I don't know. But it's pretty easy, until a 17 year old kid, who just signed with the Cowboys gets a DUI and guys like me and you say, Butch Jones or Nick Saban could've prevented this.
I'm not saying any of this is easy...you keep talking about fairness...what is fair to Robert Griffin 3 and Tim Tebow, and Brittney Griner might not be fair to the second string point guard, but the second sting point guard isn't selling officially licensed merchandise for anyone either.
If the lawsuit starts a discussion about it, I think it's good. I'm not for taking it all to the ground, but I think there's room for change and I don't think it will destroy anything or be worse than, for instance, expansion of super conferences.
All the NFL has to do is say..."We put no age limitations on when we will take an athlete into professional football."
I just don't agree with that. Our softball team far exceeds our baseball team in attendance with regularly sold out games and more TV time...to go further...our football team has been on a horrendous 5 year run, the money is coming in somehow...your former asst. AD Dave Hart has done in depth interviews regarding how bad off our finances are in comparison to the rest of the league and yet...we've cancelled no games in any sport, the Tennis team is still truckin, just watched a Lady Vol doing some diving. We're in the dumps, probably 12th in the league , if not worse, yet The Games Go On.

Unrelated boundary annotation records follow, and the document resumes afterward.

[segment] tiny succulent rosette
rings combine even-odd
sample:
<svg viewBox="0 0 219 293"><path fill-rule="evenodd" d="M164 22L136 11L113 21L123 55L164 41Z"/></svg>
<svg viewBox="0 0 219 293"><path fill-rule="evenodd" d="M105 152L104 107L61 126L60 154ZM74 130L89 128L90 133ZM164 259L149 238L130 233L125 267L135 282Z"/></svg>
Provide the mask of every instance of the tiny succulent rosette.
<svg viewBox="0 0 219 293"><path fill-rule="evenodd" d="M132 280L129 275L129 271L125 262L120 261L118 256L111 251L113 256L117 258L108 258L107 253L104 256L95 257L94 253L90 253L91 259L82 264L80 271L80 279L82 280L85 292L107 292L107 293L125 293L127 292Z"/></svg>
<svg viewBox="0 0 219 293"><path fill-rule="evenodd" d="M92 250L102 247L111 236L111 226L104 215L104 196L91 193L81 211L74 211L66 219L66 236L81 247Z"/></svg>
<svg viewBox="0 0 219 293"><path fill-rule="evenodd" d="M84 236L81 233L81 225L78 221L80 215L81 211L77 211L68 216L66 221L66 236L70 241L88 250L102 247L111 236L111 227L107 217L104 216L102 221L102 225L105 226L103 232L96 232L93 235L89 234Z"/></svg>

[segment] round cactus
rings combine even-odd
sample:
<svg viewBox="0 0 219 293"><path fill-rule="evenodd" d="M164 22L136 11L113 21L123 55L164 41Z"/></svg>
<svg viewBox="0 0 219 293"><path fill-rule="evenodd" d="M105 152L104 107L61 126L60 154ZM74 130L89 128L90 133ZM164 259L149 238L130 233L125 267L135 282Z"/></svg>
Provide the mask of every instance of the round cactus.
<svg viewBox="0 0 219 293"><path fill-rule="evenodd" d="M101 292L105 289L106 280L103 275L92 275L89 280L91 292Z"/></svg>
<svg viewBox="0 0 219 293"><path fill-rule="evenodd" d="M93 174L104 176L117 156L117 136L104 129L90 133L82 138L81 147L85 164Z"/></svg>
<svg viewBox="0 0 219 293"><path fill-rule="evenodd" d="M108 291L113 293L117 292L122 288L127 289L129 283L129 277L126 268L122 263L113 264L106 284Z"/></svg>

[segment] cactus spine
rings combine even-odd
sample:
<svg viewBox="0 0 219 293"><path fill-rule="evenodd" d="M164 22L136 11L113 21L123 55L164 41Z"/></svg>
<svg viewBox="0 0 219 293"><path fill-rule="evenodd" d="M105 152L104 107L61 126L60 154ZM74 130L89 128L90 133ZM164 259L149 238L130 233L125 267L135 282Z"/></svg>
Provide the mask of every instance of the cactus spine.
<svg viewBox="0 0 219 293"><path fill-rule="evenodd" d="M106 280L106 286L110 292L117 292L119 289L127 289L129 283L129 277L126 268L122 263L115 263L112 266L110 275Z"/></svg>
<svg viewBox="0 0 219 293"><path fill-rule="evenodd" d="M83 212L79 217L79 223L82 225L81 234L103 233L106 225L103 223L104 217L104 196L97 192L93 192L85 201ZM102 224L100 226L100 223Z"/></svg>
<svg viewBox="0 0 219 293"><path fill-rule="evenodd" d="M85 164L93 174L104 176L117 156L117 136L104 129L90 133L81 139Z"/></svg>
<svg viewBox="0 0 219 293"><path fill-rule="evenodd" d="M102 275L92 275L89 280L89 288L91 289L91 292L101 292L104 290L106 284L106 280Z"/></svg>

@AllTideUp @vol66 think, not thin
@AllTideUp @vol66 You've already stated the football won't be going away. It's not going anywhere.
I agree, baseball won't go away, at least in the SEC. Neither will women's softball. I don't thin women's soccer will go away. Track, swimming, diving...depends on the programs. We don't offer gymnastics, but UGA does and that won't go away for them. We don't have Lacrosse, but it won't go away at UNC, Syracuse or Duke...The cream will rise to the top.
I'm not saying it's not a good deal. I'm saying with a little imagination, simple business 101, really, it could be a great deal. Going to Europe for basketball has the same stigma attached to it as going JUCO does...nobody WANTS either one, it's at best where you bide your time before a professional league is willing to take you or at worst where people are considered not good enough for college or for the pros. I'm all for the Peyton Mannings, they honor their schollies and come back for their senior year because they love their college experience, but I also recognize that not everybody wants that...what's worse is that we ALL know that and we say, "it's our way or this less than our way, that's it...you don't HAVE to sign away on the dotted line, but all of the other avenues suck, what do you want to do?"
No, it is not fair. Collegiate baseball players have the opportunity to go pro IF THE MLB thinks that they can make it. They have a system, single A, Dbl A, and Triple A, to bring them along....If the MLB does not draft a player then those players can go to college and they get aid, merit based aid, pell grants if they qualify, etc...that will not change, right?
What does need to change is simple. The football program who pays the coach and his staff far more then they are worth, far more than the revenue the AD collects, who then goes to the fund raising arm and says, "We need to make up this salary differential by raising more funds and telling the parents and the kids that the "Full Ride has gone up from $30,000 dollars/year to $40,000." In other words, rolling the cost of the coaches into the 85 schollies (in football).